Note that there is also a sirdagh dish made with fish but it is a different story fit for a separate post.
Garlicky Eggplant with Tomatoes (Badimjan Sirdaghi)
8-9 medium dark-skinned eggplants, such as Japanese (about 2 ½ pounds / 1 kg 200 g)
½ cup olive oil or more as needed, for frying
5 medium ripe but firm tomatoes, cut into thick circles
4 cloves garlic, finely chopped
1/3 cup water
Ground black pepper
First, prepare the eggplant. Using a sharp knife it lengthwise into slices, about 1/4-inch (6-mm) thick. Extract the bitterness from the eggplant using either of the methods below:
Method 1: Put a colander in the sink. Arrange the eggplant slices in the colander; sprinkle generously (about 2 tablespoons) with salt. Place a weight, such a plate with jars on top or a heavy lid, on top, to apply pressure. Leave for 20 minutes, to allow the bitter dark juices to drain. Rinse and thoroughly pat dry with paper towels.
Method 2: Place the eggplant slices in a bowl filled with cold water and sprinkle with salt on top (about 2 tablespoons). Place a weight, such a plate or lid, on top and leave for 20 minutes. Rinse and thoroughly pat dry with paper towels.

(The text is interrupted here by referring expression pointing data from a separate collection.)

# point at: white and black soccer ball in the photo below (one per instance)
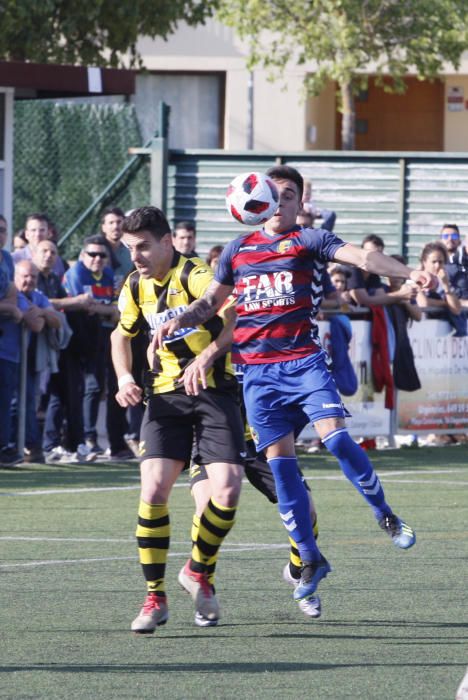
(252, 198)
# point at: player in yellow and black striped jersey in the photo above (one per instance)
(149, 301)
(164, 284)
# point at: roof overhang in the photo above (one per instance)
(49, 80)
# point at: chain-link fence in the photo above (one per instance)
(65, 155)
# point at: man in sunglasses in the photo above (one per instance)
(457, 266)
(93, 275)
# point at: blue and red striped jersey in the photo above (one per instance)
(279, 287)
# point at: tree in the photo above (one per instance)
(90, 32)
(346, 39)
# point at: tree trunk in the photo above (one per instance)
(348, 124)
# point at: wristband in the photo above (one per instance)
(126, 379)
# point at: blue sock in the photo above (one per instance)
(294, 506)
(357, 468)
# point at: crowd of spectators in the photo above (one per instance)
(63, 314)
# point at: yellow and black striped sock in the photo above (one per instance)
(211, 565)
(295, 563)
(215, 523)
(153, 534)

In a medium frying pan (11-12 inch / 28-30 cm), heat the oil over medium heat until it is sizzling hot (eggplant will absorb all of the oil if it is not hot enough). Fry the eggplant slices on both sides until golden brown, 3 to 5 minutes per side. Add more oil if necessary, heating it before adding a new batch of eggplant. Remove the slices from the pan and drain on paper towels.
If there is still some oil left in the frying pan, arrange the tomato slices in it, and cook about half a minute on each side (if the pan has dark bits from the eggplant, wipe with paper towels, add some oil and heat before cooking the tomatoes). Remove from the heat and place on a separate plate.
Wipe off the pan and arrange the eggplants in three to four layers on the bottom. Place a layer of tomatoes on top. Sprinkle with garlic. Season with salt and pepper to taste. Pour in the water, cover the pan, and simmer over medium-low heat, without stirring, for 15 minutes. Serve immediately with bread on the side.